Home
Up

Testing Shutter Speed

By Doug Criner

 

To obtain correct exposures, your film camera's shutter speed must be reasonably accurate. But measuring shutter speed presents some unexpected challenges.

Most small cameras have focal-plane shutters.  There are two shutter curtains:  the front curtain travels across the film and opens the lens, followed by the rear curtain which comes along behind and closes the lens.  In effect, there is a traveling slit in front of the film, and the width of that slit depends upon the shutter speed setting.  Different parts of the film frame are exposed at slightly different points in time, which causes the misshapen wheels in the photo of a moving bicycle.

For slow shutter speeds, it might be adequate to measure the time interval between the lens being, say, partially open and partially closed, ignoring the time required to open and close the shutter.  For fast speeds, the lens might not ever be fully open, since the rear curtain starts to close before the front curtain is fully open.  So measurement of shutter speed actually involves measuring the total amount of light energy falling on the film during the exposure.  For example, if the shutter is set for 1/250th of a second, it needs to expose the film one less stop (i.e., one half the amount of light energy) than at 1/125th of a second.  Therefore, one cannot simply set up a timing circuit started and stopped by photo-diodes.

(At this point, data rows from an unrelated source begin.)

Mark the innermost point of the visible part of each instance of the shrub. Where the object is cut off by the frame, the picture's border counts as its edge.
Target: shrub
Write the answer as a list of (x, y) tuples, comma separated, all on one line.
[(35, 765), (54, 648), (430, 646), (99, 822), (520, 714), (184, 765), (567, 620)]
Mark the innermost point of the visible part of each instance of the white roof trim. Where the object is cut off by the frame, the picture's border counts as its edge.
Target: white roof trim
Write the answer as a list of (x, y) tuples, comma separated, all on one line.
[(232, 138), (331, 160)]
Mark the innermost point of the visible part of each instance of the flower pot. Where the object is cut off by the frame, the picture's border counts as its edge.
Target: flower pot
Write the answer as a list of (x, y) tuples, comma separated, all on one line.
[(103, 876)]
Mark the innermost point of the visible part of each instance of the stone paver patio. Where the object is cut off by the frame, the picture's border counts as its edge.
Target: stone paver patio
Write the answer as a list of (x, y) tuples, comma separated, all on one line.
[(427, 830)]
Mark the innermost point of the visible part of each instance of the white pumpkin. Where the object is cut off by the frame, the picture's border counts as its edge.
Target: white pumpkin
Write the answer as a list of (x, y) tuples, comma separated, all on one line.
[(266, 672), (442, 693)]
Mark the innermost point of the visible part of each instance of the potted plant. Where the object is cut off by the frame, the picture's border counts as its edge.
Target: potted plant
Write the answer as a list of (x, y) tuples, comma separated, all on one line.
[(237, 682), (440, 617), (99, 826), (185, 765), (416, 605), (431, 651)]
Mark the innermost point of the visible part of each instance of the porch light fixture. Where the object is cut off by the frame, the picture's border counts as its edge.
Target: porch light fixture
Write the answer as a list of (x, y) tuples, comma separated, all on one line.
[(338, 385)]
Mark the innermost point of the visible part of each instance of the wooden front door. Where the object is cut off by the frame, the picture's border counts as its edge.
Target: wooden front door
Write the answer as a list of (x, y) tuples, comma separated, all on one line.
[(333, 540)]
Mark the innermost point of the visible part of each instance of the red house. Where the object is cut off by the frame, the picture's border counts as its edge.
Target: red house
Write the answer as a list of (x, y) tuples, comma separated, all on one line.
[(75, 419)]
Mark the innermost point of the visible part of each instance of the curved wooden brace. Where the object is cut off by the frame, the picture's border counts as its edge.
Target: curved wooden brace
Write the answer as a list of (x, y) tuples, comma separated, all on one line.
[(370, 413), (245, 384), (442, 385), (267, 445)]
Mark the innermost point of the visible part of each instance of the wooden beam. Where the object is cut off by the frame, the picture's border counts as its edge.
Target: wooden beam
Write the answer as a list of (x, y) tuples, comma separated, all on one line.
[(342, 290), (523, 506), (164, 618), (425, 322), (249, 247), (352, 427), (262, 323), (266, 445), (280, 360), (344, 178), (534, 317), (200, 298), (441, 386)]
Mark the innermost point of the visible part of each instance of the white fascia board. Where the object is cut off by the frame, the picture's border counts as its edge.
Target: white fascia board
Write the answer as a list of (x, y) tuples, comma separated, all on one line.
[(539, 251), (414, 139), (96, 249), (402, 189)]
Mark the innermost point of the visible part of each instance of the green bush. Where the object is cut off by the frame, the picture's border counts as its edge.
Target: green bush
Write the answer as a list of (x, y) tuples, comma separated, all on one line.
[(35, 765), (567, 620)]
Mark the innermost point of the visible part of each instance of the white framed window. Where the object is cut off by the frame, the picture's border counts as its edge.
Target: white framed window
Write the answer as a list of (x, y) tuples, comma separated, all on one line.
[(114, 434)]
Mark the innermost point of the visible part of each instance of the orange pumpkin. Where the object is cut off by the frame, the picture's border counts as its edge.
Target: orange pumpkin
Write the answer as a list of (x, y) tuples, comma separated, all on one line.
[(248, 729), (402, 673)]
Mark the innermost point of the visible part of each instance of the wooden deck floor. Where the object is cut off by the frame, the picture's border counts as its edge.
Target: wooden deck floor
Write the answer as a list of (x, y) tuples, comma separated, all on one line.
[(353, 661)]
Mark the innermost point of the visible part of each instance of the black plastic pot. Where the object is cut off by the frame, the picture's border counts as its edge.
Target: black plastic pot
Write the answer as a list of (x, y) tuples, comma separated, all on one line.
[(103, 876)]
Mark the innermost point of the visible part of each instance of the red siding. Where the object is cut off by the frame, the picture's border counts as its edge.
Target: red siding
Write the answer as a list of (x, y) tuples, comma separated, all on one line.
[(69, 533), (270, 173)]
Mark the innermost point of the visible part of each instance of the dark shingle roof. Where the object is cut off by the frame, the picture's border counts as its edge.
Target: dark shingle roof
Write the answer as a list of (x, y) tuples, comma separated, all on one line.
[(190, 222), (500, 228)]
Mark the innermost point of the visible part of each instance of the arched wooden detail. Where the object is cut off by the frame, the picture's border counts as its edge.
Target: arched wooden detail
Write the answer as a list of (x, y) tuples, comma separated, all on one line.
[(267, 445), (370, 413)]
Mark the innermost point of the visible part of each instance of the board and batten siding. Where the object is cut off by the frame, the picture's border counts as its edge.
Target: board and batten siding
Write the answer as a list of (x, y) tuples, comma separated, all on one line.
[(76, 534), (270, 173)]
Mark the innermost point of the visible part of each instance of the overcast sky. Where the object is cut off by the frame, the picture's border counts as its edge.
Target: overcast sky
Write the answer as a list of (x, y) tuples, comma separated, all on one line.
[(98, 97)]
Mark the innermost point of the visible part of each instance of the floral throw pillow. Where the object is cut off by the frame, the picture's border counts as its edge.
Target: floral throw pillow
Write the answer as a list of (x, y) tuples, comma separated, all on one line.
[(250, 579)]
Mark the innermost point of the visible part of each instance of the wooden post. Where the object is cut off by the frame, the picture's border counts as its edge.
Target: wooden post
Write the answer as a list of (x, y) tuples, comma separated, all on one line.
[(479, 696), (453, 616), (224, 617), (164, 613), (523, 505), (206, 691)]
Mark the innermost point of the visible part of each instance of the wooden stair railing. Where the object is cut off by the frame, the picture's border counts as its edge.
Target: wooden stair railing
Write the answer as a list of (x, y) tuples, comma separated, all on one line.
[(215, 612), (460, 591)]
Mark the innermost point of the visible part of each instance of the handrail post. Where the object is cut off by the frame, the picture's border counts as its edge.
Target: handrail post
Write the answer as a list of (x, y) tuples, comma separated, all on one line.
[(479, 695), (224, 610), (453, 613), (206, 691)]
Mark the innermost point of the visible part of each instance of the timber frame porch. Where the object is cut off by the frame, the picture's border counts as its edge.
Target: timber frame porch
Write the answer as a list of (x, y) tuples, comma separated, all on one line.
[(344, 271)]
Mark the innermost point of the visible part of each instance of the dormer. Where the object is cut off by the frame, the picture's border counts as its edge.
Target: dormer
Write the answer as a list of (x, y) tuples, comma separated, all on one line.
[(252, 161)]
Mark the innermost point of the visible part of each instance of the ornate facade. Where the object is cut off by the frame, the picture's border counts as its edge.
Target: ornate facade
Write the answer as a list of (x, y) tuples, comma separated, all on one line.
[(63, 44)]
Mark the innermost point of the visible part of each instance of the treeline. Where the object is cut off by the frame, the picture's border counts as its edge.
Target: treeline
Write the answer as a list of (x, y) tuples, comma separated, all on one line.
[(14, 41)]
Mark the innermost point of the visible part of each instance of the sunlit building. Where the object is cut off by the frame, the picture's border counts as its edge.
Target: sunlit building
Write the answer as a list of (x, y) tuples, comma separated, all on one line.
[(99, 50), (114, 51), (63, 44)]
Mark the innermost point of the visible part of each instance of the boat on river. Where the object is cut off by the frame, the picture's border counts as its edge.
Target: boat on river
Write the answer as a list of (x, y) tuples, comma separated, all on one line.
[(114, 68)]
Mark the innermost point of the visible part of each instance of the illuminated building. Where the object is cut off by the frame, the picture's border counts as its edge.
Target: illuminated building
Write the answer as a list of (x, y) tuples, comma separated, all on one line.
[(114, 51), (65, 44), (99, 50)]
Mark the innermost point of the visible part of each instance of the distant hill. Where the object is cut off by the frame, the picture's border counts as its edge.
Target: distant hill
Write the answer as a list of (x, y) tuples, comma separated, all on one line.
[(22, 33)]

A simple check is to expose a roll of film, photographing a uniform surface.  For each exposure, increase the shutter speed by one stop and open the lens aperture by one stop.  After the film is developed, all the frames should have roughly the same density.  If not, suspect that the shutter needs to be adjusted.  Usually what happens, particularly for a mechanical shutter, is that the faster shutter speeds fall out of calibration while the slower speeds stay reasonably accurate.  For this reason, I'm particularly leery of using a camera's fastest shutter speed unless I've verified its accuracy.

The "cat's meow" is to use a special-purpose electronic shutter-speed sensor.  Mine is a Camlogix SH-T2.  By adjusting the sensor bias with the camera shutter open (on "B"), the speed measurement is accurate for fast shutter speeds.